Cuento e intervención de Mariana Rodríguez Jurado

 

“In 5-billion years the Sun will expand & engulf our orbit
as the charred ember that was once Earth vaporizes.
Have a nice day.”
― Neil deGrasse Tyson

NO HAY NADA más humano que temer a la muerte. Después de todo,
#1 La vida se trata de encontrar razones para posponer el final.
#2 El final es inevitable.

Cuando era pequeña no hacía más que pensar en el fin del mundo. Pasaba las tardes acostada en piso de mi habitación formando burbujas de saliva con la boca, imaginando los posibles escenarios

¿Se abriría la tierra o nos ahogaría el mar? ¿Habría tormentas de sangre o una lluvia de fuego nos calcinaría los huesos?

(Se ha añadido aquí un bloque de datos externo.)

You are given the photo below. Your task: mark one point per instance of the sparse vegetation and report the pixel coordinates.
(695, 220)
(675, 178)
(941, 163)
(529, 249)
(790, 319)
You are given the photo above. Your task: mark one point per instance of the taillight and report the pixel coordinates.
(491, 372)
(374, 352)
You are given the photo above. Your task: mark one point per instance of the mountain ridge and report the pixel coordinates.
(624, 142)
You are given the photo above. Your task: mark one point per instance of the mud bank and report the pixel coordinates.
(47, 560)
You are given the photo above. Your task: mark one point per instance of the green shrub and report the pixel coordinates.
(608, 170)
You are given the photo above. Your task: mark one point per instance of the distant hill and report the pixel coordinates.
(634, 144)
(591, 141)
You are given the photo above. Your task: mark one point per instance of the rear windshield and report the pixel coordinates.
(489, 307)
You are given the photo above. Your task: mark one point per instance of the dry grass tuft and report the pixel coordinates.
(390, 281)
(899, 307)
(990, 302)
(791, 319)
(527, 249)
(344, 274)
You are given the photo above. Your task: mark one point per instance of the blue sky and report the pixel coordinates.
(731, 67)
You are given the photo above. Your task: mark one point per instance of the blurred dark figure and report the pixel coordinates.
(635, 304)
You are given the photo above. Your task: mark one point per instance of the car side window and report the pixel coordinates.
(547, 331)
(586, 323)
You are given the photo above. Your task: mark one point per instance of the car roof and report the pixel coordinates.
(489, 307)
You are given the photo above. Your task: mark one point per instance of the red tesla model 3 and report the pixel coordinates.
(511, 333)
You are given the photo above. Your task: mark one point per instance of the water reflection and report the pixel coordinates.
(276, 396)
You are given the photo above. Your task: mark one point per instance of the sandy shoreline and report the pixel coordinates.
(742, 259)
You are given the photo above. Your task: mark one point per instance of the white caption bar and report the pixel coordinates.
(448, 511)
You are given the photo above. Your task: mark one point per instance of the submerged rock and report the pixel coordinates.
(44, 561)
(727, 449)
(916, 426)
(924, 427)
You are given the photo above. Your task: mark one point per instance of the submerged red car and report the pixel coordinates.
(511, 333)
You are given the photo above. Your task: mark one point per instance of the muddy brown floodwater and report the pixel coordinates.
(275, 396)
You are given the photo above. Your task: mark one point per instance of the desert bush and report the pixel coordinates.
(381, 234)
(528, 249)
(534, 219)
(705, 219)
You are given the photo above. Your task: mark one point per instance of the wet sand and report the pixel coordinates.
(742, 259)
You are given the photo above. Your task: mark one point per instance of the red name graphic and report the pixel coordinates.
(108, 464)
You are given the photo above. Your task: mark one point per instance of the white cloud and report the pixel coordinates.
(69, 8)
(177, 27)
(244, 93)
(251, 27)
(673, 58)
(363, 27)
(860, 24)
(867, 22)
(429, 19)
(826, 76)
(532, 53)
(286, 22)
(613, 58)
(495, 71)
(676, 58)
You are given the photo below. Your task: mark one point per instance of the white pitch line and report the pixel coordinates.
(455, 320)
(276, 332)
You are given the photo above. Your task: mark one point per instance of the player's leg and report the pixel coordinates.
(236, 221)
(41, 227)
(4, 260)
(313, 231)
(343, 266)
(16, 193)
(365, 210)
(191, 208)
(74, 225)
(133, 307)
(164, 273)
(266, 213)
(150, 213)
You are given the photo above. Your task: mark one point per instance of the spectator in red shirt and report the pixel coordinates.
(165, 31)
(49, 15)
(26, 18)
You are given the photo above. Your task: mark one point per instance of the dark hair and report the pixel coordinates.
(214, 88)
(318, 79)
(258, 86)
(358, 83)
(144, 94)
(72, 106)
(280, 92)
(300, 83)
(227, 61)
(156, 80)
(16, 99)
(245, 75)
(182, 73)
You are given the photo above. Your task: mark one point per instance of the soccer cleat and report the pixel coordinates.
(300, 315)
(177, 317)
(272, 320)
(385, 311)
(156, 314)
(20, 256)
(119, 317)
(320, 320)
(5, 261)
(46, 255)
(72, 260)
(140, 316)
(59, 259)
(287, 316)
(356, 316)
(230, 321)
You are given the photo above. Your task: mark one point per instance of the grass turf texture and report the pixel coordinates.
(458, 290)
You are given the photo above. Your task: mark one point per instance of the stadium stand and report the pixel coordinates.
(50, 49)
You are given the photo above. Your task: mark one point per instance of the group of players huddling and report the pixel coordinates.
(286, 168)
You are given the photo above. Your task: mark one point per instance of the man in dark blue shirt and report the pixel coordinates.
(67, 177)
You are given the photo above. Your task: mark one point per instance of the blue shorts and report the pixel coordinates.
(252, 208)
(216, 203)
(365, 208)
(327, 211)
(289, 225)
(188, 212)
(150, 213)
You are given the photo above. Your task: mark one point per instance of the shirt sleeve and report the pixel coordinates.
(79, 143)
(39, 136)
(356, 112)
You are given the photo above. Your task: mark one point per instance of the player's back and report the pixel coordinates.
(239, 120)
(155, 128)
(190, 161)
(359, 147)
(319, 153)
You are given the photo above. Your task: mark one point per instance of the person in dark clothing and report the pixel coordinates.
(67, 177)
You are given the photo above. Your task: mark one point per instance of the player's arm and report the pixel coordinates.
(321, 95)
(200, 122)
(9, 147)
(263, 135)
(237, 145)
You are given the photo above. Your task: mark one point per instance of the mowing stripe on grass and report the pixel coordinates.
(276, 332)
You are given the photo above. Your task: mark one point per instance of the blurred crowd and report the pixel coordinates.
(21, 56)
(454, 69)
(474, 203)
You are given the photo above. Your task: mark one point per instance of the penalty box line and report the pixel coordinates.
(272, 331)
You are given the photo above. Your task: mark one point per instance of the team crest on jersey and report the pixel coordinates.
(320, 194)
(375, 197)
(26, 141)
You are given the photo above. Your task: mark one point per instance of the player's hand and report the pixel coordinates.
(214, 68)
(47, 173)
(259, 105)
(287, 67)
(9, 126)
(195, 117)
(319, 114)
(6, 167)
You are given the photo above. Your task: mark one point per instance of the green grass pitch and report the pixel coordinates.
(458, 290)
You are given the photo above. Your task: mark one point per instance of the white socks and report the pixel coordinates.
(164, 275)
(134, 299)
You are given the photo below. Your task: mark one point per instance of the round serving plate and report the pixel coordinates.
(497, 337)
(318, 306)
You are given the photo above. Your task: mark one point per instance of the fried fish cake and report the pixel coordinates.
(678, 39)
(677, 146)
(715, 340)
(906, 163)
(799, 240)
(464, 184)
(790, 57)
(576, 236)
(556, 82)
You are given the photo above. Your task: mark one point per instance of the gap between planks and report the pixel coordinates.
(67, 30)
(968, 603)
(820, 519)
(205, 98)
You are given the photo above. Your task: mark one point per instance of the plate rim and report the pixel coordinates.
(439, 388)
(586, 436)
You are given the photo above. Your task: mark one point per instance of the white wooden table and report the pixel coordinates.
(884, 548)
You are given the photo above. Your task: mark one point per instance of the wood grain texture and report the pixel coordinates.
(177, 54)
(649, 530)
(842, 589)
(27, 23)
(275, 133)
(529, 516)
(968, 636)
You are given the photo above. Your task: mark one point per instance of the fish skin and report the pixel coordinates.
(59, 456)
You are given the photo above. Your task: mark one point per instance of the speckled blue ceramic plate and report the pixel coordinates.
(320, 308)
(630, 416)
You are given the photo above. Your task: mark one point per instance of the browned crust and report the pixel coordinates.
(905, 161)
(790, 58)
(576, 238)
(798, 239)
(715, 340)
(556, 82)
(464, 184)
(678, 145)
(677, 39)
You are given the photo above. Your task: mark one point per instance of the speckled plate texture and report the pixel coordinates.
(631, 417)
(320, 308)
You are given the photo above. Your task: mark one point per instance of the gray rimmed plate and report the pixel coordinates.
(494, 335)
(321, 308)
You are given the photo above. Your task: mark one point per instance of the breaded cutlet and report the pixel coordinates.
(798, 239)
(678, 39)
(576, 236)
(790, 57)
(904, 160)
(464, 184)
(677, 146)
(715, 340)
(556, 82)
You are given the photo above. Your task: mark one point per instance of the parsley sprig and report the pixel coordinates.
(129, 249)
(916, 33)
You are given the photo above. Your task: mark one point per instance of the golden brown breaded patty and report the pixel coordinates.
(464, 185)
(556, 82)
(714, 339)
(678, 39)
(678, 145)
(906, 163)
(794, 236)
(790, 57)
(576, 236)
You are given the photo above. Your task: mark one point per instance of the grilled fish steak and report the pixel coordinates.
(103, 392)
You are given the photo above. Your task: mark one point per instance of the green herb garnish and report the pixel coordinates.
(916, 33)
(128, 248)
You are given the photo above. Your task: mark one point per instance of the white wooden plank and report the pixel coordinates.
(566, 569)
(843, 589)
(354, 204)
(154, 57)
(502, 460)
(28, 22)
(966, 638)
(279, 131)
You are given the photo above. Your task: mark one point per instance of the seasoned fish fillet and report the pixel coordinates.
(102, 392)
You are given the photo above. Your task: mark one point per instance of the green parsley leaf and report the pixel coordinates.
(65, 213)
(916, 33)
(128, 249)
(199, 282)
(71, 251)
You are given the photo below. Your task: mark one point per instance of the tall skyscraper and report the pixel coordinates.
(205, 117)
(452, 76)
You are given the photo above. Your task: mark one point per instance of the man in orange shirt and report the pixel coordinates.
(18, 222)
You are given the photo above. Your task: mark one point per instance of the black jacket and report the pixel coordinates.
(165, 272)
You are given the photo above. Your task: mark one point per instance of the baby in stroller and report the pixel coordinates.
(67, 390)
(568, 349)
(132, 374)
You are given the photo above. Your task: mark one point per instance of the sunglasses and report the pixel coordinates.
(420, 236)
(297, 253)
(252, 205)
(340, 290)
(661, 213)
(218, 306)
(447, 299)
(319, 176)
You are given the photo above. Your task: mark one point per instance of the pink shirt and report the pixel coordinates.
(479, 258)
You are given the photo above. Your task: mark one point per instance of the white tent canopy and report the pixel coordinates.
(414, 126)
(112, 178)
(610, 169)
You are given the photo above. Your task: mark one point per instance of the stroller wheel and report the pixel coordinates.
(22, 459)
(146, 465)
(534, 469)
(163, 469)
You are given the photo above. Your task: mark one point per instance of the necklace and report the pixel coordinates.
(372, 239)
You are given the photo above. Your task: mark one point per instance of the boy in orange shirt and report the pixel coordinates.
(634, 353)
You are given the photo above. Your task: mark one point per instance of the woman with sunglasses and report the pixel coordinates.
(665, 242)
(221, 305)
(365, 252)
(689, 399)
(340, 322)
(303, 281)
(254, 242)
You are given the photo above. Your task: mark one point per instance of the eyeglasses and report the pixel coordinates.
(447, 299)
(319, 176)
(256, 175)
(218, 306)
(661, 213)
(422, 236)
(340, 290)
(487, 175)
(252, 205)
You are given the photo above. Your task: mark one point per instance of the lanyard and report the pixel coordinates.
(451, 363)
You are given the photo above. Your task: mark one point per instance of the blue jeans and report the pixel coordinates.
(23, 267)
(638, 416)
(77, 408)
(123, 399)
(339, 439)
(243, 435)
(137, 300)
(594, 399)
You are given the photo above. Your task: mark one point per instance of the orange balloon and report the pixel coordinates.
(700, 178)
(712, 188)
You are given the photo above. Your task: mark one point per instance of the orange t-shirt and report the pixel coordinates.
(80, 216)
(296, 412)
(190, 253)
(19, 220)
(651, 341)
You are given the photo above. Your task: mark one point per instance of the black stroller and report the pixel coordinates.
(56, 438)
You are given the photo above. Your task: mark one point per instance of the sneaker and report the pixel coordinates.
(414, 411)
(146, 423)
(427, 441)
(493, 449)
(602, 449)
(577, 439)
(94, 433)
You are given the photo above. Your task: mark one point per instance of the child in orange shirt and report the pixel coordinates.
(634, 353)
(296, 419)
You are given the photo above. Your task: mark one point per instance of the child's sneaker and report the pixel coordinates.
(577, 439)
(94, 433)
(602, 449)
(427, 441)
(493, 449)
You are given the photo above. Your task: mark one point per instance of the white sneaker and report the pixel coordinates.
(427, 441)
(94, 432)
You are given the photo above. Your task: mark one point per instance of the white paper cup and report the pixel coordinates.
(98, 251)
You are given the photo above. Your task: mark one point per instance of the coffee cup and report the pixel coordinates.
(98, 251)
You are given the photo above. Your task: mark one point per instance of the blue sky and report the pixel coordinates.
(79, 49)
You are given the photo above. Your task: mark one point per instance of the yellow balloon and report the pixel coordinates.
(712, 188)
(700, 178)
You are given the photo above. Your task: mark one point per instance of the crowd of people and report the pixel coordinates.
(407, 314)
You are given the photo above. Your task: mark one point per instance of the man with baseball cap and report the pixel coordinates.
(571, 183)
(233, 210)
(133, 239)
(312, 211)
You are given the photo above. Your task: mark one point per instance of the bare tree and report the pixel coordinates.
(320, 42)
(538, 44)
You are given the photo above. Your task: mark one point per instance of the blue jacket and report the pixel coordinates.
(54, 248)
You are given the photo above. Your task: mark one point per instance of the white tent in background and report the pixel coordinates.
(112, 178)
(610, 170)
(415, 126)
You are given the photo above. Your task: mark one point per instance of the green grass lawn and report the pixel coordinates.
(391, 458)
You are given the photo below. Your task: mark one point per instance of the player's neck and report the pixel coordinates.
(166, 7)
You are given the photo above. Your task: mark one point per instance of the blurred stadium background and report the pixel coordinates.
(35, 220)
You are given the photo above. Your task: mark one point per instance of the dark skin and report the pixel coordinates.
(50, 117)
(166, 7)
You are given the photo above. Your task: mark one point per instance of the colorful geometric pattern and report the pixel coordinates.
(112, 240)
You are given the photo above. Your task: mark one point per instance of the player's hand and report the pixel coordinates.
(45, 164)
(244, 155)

En mis cuadernos dibujaba a la bestia del apocalipsis, por las madrugadas me escabullía a la sala para ver películas de extraterrestres invasores, zombies hambrientos, desastres naturales: cualquier cosa que oliera a muerte, que llenara mis noches con pesadillas diferentes a las habituales.

A nadie más parecía preocuparle que el mundo pudiera acabar.
Tal vez fue por esto que -y esto no es más que una de mis tantas hipótesis- cuando el mundo realmente llegó a su fin, sólo yo quedé con vida para contarlo, para reinventarlo.

Sabíamos que eventualmente todos moriríamos: el sol se enfriaría o alguna catástrofe ambiental nos diezmaría lentamente o el dios de alguna de tantas religiones se presentaría a juzgarnos. Nuestros sueños apocalípticos estaban situados en un futuro lejano, millones de siglos o al menos cinco años.

El final de los tiempos nunca fue un asunto urgente.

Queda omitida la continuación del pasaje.